Le cimetière des déchets
nucléaires sera testé en 2025
Le Monde.fr |
06.05.2014
Assouplir le calendrier… pour mieux continuer. Telle
est, en substance, la décision de l'Agence nationale pour la gestion des
déchets radioactifs (Andra), maître d'ouvrage du projet de Centre industriel de
stockage géologique (Cigéo). La demande d'autorisation de création de ce «
cimetière nucléaire », initialement prévue en 2015, ne sera finalisée qu'en
2017. Et son exploitation, à partir de 2025, commencera par une « phase
industrielle pilote » de cinq à dix ans. Une façon de donner du temps au temps,
donc, mais sans dévier de cap, en dépit de l'opposition persistante des
riverains et des anti-nucléaires qui dénoncent « un nouvel enfumage ». Le
projet Cigéo vise à enterrer dans le sous-sol de la commune de Bure, entre la Meuse et la Haute-Marne , les 80 000 m3 de résidus à
haute activité et à vie longue générés par le parc nucléaire français. Ces
produits, issus du retraitement des combustibles usés, ne représentent que 3 %
du volume total des déchets nucléaires, mais ils concentrent plus de 99 % de
leur radioactivité et ils ne deviendront inoffensifs qu'au bout de centaines de
milliers, voire, pour certains, de millions d'années. Un réseau de 15 km2 de
galeries doit être creusé dans une couche d'argilite, à 500 mètres de
profondeur, pour abriter quelque 240 000 colis radioactifs.
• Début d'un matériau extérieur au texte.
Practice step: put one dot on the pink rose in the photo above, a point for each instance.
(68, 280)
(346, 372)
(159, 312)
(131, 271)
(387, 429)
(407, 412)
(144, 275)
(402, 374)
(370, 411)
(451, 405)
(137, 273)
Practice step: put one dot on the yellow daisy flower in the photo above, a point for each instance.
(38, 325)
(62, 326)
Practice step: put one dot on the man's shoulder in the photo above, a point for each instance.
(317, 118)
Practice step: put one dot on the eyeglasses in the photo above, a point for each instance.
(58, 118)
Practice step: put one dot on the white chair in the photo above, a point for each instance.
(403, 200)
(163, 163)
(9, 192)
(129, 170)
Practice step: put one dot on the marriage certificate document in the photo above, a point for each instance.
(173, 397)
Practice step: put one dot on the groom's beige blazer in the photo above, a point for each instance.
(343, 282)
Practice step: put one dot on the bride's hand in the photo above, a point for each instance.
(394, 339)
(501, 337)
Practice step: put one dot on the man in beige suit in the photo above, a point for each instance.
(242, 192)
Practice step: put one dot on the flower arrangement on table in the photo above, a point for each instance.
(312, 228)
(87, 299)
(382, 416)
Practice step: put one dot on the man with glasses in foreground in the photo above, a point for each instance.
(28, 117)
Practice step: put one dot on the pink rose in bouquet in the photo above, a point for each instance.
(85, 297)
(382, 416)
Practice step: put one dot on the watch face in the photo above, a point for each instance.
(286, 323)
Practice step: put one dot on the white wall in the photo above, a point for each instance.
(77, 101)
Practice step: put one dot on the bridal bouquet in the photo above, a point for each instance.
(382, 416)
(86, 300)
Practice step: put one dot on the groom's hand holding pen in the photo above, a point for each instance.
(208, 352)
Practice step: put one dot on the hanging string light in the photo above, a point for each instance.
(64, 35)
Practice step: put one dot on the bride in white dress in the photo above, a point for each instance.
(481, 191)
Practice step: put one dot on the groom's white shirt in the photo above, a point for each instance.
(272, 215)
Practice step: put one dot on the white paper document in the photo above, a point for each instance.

L'Andra a donc décidé de « poursuivre le projet
Cigéo ». Mais, pour tenir compte des inquiétudes et de la « demande de
progressivité » exprimés par le public, l'exploitation démarrera - toujours en
2025 - par « une phase de tests grandeur nature ». Ceux-ci seront menés
successivement avec des colis factices (non radioactifs), puis avec un petit
nombre de vrais colis, enfin avec des déchets à haute activité et à vie longue.
Ce n'est qu'à l'issue de cette première phase que débutera « l'exploitation
courante », prévue pour une durée de cent ans.
Il faudra toutefois au préalable le feu vert du
gouvernement mais aussi et surtout, l'accord de l'Autorité de sûreté nucléaire
(ASN), nécessaire pour toute nouvelle installation nucléaire de base. Cet
accord n'est aujourd'hui pas acquis. « L'ASN ne pourra prendre position sur un
projet particulier qu'après que la démonstration de sa sûreté aura été apportée
», a souligné son président, Pierre-Franck Chevet. En rééchelonnant son
calendrier, l'Andra se donne en fait le temps de peaufiner son dossier
technique.
Reste à savoir quel impact la future loi sur la
transition énergétique, qui pourrait modifier la place faite à l'atome dans le
futur mix électrique français – et de ce fait augmenter le volume des déchets
nucléaires ultimes à gérer – aura sur ce projet. La nouvelle ministre de
l'écologie, du développement durable et de l'énergie, Ségolène Royal, s'était
déclarée en 2011 pour « l'abandon des projets de stockage en grande profondeur,
en particulier sur le site de Bure. Nous réorienterons la recherche vers des
solutions d'élimination et de retraitement ».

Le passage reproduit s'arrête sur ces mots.